Assertiveness is communication and behavior that is respectful to all parties involved. That is the definition of assertiveness at its simplest level.

Communication and behavior happen on a continuum from passive to assertive to aggressive. When you are passive, not expressing your needs or concerns, then you are disrespecting yourself. You are essentially saying that your needs and feelings are unimportant.

When you are aggressive, using harsh language or being manipulative, then you are disrespecting the other person. Here, you are saying that the other person’s needs and concerns are unimportant.

Assertiveness falls in the middle, whereby you are acting and communicating your needs and interests in a way that is honest and respectful of both yourself and the other person. Here, you are essentially standing up for yourself in a healthy manner.

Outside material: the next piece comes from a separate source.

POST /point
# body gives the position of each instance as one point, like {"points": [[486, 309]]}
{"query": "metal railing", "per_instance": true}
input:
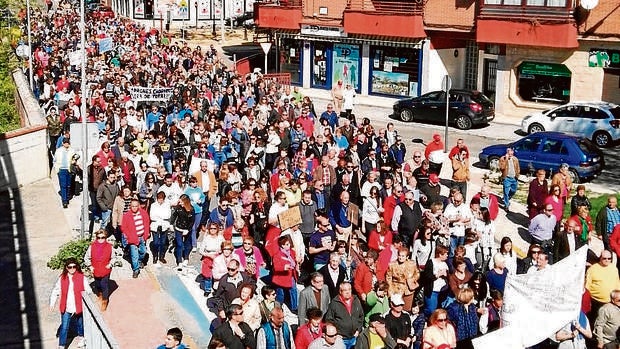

If you are trying to work on being more assertive, use this simple model as a guideline.  Ask yourself questions like, “Am I respecting myself in this situation?”  “Am I disrespecting this other person by how I’m treating them?”  If your answers indicate a devaluing of yourself or another person, try a different approach.

Keep in mind that you don’t have to like the other person involved.  As a matter of fact, sometimes we have to be assertive – to stand up for our rights – with people who are actually quite difficult.  They may not be people that you respect in terms of their behavior, but assertiveness is about YOU acting in a way that is respectful to both yourself and the other person.

Sometimes people know what makes sense in their gut, but they get caught up in worry about the outcome.  For example, they may not want to offend the other person, or may fear some kind of negative response.   Most of the time, if what you want to say or do can be done in a respectful manner to all parties involve, then it’s healthy and helpful to communicate that.   Less often, you may be in a position where the person has volatile anger. In these situations, you need to be mindful of who you’re interacting with, as safety is always the priority. Individuals with anger management problems and a propensity for violence can feel threatened by assertive behavior.  If this is the case, then you need to try to anticipate if being assertive may trigger a violent response.  If you feel that this is a possibility, then it’s best to avoid approaching the person until a safer time arises to communicate your needs.

Reference: Reilly PM, Shopshire MS, Durazzo TC, and Campbell TA. Anger Management for Substance Abuse and Mental Health Clients: Participant Workbook. HHS Pub. No. (SMA) 12-4210. Rockville, MD: Center for Substance Abuse Treatment, Substance Abuse and Mental Health Services Administration, 2002.